The median and pharyngeal sections of the organ then become joined at the terminal sulcus. This posterior compartment of the tongue is innervated by the glossopharyngeal nerve, the nerve of the third pharyngeal arch, whereas the chorda tympani from the cranial nerve VII supplies the taste buds on the anterior two thirds. The growing tongue extends out into the oral cavity; its anterior part is covered by a layer of ectodermal epithelium. In contrast, the root of the tongue is covered with endodermal epithelium.

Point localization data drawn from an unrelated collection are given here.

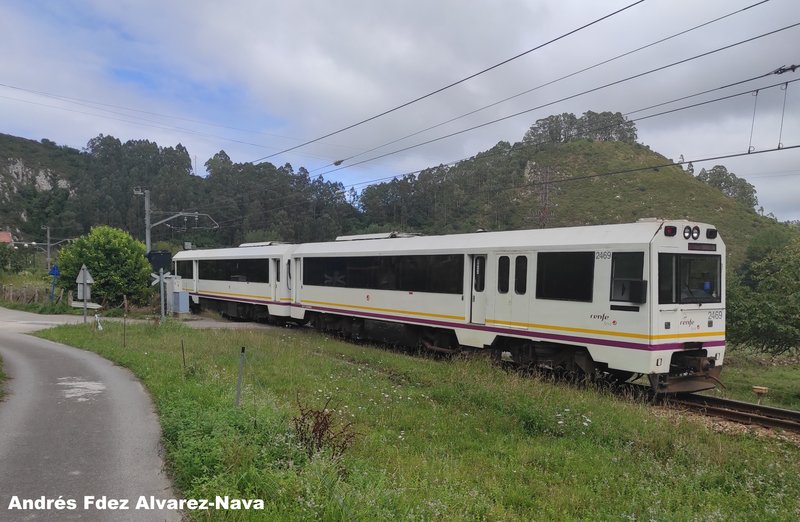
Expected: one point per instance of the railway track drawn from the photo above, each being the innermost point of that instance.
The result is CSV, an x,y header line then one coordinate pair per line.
x,y
738,411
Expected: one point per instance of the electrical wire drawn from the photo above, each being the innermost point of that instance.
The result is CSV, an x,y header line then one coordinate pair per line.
x,y
437,91
582,93
670,111
546,84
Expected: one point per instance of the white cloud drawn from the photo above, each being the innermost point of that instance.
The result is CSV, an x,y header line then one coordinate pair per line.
x,y
284,72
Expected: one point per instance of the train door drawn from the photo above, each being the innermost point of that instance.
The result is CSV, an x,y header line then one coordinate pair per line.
x,y
511,300
275,268
478,289
296,279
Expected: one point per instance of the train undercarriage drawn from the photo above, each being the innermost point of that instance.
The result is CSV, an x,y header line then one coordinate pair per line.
x,y
690,371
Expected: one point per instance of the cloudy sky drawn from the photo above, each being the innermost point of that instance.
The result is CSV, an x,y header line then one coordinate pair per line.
x,y
257,77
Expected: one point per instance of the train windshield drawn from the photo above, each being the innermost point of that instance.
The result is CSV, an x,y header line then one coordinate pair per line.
x,y
689,278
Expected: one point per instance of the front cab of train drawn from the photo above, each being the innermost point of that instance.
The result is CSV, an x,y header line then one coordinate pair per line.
x,y
688,320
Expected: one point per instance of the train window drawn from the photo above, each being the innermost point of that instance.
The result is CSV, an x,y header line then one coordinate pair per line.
x,y
626,275
521,275
689,278
243,270
184,269
434,273
503,268
567,276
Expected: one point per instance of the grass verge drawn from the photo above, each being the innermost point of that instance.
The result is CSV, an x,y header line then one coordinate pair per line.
x,y
745,369
435,440
2,380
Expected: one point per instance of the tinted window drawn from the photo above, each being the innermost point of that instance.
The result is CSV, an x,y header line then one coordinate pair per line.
x,y
689,278
436,273
521,275
184,269
565,275
479,277
626,267
250,270
503,268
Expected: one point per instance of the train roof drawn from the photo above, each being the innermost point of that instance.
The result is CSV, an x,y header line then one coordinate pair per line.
x,y
243,252
639,233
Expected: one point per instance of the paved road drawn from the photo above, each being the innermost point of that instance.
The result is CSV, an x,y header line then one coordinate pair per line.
x,y
73,426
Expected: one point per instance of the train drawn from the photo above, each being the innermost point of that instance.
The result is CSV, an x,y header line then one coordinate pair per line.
x,y
622,301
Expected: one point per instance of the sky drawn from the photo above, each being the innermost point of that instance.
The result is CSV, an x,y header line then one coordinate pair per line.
x,y
257,77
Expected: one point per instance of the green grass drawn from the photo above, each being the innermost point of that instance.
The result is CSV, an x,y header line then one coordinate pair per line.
x,y
745,369
2,379
437,440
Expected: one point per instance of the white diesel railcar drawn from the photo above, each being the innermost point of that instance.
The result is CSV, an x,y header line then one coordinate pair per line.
x,y
642,298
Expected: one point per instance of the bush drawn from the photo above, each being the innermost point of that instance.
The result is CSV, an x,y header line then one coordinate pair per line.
x,y
765,313
116,261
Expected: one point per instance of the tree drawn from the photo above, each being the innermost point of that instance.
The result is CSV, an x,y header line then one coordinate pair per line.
x,y
730,185
115,260
766,315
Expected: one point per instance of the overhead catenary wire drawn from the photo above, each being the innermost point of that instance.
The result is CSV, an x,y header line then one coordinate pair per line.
x,y
546,84
779,70
523,146
576,95
448,86
663,113
587,176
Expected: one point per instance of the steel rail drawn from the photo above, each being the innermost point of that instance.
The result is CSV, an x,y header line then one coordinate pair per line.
x,y
738,411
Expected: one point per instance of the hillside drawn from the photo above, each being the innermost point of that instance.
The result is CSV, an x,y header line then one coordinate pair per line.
x,y
529,184
563,184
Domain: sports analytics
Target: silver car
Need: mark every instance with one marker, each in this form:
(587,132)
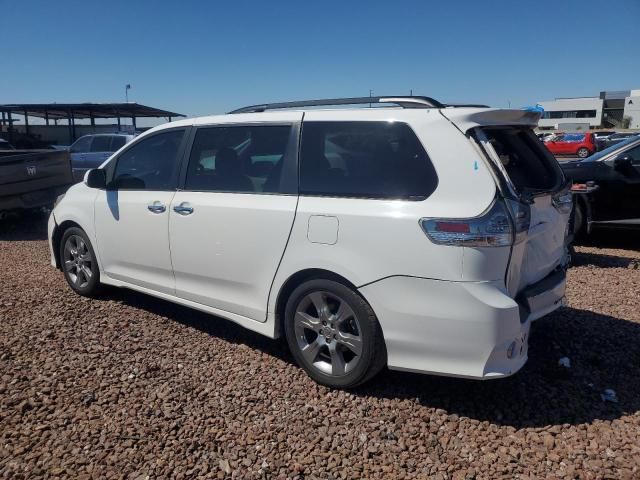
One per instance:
(90,151)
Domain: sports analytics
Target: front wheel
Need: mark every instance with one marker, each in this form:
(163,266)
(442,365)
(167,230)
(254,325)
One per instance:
(334,334)
(583,152)
(79,262)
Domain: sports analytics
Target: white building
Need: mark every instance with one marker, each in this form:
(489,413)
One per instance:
(582,110)
(607,110)
(632,108)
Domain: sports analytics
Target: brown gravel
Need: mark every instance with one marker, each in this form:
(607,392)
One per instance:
(129,386)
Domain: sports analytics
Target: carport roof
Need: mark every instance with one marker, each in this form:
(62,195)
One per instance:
(86,110)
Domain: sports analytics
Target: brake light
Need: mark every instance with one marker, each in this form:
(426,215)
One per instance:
(495,228)
(563,201)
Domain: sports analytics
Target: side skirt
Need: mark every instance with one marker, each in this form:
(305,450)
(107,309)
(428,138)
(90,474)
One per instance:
(264,328)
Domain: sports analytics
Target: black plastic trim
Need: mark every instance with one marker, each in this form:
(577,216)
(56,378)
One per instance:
(403,101)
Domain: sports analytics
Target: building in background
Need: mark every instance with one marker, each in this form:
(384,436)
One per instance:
(632,109)
(63,123)
(610,109)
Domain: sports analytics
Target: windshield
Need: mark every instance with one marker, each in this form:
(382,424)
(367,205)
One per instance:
(607,151)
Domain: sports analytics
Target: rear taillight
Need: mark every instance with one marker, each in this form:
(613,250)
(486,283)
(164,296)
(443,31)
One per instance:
(495,228)
(563,201)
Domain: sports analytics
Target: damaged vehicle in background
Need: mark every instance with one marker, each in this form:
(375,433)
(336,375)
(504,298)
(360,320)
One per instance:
(607,187)
(343,230)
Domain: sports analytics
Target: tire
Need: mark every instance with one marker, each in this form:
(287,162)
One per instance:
(78,262)
(583,152)
(334,334)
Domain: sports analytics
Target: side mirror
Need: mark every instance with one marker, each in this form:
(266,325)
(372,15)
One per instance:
(622,163)
(96,178)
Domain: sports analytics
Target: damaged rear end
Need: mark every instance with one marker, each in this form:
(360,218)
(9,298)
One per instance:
(536,202)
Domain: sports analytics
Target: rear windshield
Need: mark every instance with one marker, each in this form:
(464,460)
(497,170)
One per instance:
(529,165)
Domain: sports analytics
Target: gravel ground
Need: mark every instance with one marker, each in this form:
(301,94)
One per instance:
(129,386)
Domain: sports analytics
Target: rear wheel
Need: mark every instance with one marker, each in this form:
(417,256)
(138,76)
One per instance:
(334,334)
(583,152)
(79,262)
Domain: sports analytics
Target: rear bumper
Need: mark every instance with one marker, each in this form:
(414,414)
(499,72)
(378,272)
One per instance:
(33,199)
(78,174)
(543,297)
(461,329)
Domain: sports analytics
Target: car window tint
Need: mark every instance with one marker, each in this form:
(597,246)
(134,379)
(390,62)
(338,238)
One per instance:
(528,164)
(150,164)
(101,143)
(634,153)
(81,145)
(117,142)
(364,159)
(238,158)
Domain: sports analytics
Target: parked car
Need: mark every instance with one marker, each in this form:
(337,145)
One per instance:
(580,144)
(607,187)
(614,138)
(32,178)
(343,230)
(90,151)
(600,138)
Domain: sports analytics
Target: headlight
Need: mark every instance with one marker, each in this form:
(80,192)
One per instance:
(58,200)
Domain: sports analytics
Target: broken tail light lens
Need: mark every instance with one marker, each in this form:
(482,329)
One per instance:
(494,228)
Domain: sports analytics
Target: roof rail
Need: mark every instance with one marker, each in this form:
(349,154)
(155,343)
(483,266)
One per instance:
(404,102)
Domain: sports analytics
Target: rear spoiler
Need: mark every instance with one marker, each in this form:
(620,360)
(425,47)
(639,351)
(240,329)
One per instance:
(467,118)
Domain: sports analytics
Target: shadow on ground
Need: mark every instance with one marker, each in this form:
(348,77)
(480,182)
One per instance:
(24,225)
(601,260)
(604,353)
(613,238)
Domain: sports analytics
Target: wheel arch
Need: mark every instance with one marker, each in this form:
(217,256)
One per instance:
(296,279)
(56,238)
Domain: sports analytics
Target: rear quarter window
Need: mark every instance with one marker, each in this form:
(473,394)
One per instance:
(528,163)
(364,159)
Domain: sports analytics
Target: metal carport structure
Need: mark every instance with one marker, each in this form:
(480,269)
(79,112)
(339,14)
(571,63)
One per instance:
(75,111)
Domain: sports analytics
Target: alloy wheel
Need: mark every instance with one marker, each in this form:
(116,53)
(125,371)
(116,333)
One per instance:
(78,262)
(328,333)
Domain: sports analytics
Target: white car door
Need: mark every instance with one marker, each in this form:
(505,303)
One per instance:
(132,214)
(230,224)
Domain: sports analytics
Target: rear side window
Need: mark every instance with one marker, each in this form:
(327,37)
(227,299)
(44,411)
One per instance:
(101,143)
(242,159)
(150,164)
(117,142)
(364,159)
(528,163)
(81,145)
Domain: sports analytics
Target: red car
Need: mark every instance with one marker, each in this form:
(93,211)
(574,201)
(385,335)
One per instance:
(580,144)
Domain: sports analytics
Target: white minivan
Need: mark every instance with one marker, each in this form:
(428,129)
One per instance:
(417,235)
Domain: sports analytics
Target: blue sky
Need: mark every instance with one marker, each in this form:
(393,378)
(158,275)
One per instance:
(201,57)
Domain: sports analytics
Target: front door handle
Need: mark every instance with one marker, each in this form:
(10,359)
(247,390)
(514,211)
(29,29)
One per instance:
(183,209)
(156,207)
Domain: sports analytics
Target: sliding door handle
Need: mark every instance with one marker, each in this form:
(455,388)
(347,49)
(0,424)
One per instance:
(183,209)
(157,207)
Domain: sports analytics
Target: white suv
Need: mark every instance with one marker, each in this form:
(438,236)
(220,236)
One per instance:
(420,236)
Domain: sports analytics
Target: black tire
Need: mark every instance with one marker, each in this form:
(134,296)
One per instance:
(583,152)
(84,260)
(336,336)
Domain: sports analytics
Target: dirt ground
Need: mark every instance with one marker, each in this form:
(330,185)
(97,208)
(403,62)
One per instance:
(129,386)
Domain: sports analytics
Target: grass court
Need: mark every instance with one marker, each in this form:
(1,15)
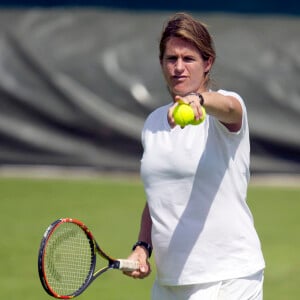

So far, only the epithelial and mucosal tissues of the tongue have been considered, which develop from the four pharyngeal swellings as described above. The muscular compartment of the tongue descends from myoblasts that differentiate after migrating from the myotomes of the occipital cervical somites. Following these myoblasts is the hypoglossal nerve, which generates the nerve supply for the tongue musculature.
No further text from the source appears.